Pharmacogenetic testing is being introduced for a number of neuropsychiatric disorders, including ADHD (Assurex Health; Dediemar 2015; Harmonyx Diagnostics; Hicks et al. 2015). Based on our results, such testing in adult ADHD for any of the variants assessed in our study is not justified, as only a single variant was nominally associated with MPH response. Additionally this effect was in the opposite direction of what has previously been described in studies conducted in children and adolescents.

This study should be viewed in the light of its limitations. Even with 564 participants, which to our knowledge is the largest pharmacogenetic study in ADHD, our study is still small and relatively underpowered to detect the small effect sizes of common variants.

Another limitation of our study may be phenotypic heterogeneity. Since psychiatric comorbidities, including substance abuse as well as polypharmacy, are common among our recruited adult ADHD patients (Halmoy et al. 2009), the MPH response observed in this study is likely to be affected by these factors (Retz and Retz-Junginger 2014). However, the presence of comorbidities may better approximate the average ADHD patient encountered in routine clinical practice (Sobanski et al. 2007). Furthermore, a recent naturalistic survey on instant release MPH concluded that psychiatric comorbidities may not be important predictors of medication response (Victor et al. 2014).
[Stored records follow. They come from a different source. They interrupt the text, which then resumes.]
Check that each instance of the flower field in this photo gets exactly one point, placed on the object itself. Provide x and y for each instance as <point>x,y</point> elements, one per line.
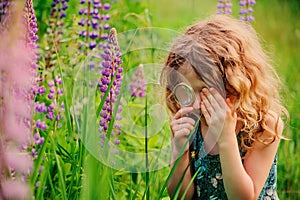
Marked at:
<point>82,108</point>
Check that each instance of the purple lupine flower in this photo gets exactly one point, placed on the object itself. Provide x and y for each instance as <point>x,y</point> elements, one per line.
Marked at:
<point>111,71</point>
<point>246,10</point>
<point>224,7</point>
<point>55,31</point>
<point>138,84</point>
<point>93,15</point>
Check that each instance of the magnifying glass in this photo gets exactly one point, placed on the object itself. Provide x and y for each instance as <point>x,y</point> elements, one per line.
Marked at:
<point>184,95</point>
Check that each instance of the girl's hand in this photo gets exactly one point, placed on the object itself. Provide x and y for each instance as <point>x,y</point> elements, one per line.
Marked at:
<point>181,127</point>
<point>218,113</point>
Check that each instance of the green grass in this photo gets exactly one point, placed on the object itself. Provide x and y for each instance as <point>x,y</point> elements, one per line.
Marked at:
<point>73,171</point>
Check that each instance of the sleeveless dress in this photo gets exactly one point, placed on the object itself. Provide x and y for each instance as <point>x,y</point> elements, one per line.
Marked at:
<point>209,182</point>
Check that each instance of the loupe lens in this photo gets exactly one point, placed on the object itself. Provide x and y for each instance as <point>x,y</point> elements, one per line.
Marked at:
<point>184,94</point>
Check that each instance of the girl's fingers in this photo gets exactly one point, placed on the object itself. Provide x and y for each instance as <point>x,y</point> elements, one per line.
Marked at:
<point>183,120</point>
<point>178,127</point>
<point>205,113</point>
<point>182,133</point>
<point>183,111</point>
<point>207,104</point>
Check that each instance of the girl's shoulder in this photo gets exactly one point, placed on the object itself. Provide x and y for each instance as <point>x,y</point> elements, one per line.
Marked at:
<point>272,125</point>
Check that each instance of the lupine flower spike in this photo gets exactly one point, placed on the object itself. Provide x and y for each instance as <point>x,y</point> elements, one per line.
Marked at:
<point>111,71</point>
<point>94,19</point>
<point>224,7</point>
<point>138,84</point>
<point>55,31</point>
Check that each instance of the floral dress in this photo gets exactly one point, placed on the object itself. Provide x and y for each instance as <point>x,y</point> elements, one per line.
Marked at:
<point>209,182</point>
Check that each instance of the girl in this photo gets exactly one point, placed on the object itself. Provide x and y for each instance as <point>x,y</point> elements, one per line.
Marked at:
<point>233,151</point>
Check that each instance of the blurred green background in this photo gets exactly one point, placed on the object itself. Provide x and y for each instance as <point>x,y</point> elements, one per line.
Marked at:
<point>277,23</point>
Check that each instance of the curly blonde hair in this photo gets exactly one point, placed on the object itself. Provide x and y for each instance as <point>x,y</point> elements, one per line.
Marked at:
<point>224,49</point>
The overall treatment response was assessed by clinicians using two slightly different variants of a questionnaire. It is unlikely that there were systematic differences in how the physicians filled out the questionnaires, as the percentage of treatment responders was very similar in both (Table 1). Moreover, since this is an observational study, observer-expectancy effects might be present. The response rating schemes used in this study were designed to mirror routine clinical judgement, which is usually based on symptom scores and additional information provided by the patients. Thus, such clinical ratings are not directly comparable to the response scores derived from single symptom measurements or neuropsychological tests. In addition, laboratory recorded phenotypes and symptom rating scales may only capture minor phenotype changes and core symptom reduction (Beery et al. 2013). In contrast, our phenotype may better reflect changes in the patients’ everyday function.
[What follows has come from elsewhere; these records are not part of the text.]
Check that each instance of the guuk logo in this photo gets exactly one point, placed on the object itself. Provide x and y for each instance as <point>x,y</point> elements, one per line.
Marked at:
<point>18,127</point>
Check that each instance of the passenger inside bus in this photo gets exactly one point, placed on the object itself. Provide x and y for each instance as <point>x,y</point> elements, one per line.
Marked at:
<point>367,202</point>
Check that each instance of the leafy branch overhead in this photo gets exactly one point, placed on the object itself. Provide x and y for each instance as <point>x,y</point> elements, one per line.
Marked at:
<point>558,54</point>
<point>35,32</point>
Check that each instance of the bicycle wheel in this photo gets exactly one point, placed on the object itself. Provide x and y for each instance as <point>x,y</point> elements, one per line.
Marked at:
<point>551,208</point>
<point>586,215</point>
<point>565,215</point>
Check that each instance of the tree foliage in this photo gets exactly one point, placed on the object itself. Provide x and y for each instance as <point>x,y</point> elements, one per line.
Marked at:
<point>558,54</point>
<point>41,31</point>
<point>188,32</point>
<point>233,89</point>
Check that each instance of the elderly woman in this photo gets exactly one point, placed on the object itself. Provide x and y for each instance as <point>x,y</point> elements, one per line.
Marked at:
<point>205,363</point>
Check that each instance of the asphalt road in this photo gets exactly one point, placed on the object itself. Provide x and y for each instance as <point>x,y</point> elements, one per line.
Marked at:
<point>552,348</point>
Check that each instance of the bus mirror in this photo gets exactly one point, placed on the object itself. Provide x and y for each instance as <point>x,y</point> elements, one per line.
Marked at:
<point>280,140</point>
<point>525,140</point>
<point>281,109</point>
A substantial proportion of our sample was recruited through a registry of adult ADHD patients who applied for stimulant treatment (Johansson et al. 2008). Therefore, some recruitment bias could be present in our sample. It may be that our patients had more severe ADHD symptoms as compared to the “average” ADHD patients, and severity has been shown to be a positive predictor of MPH response (Buitelaar et al. 2011; Victor et al. 2014). However, the patients with the greatest symptom burden are also the most functionally impaired, and would therefore perhaps be the ones that could benefit the most from accurate genetic guidance of pharmacological therapy.

Finally, the strength of the association signals presented in the previous pharmacogenetic studies also affect the outcomes of this study. For instance, as several of the previously reported variants have only been tested in small and underpowered studies, false positive findings are likely. Moreover, some of the variants investigated in this study were tested for association with clinical response to MPH for the first time.

In summary, none of the examined variants reached the threshold for statistical significance after correction for multiple testing. The SNP rs1800544 in ADRA2A, revealed nominally significant association, but the direction of effect was the opposite to that reported in previous studies conducted in children and adolescents. As some of the examined variants represent the existing pharmacogenetic markers of MPH, also used in commercial tests, our results suggest that such tests cannot reliably predict treatment response in adult ADHD patients. Therefore, more research is warranted before these markers can be recommended for routine clinical use.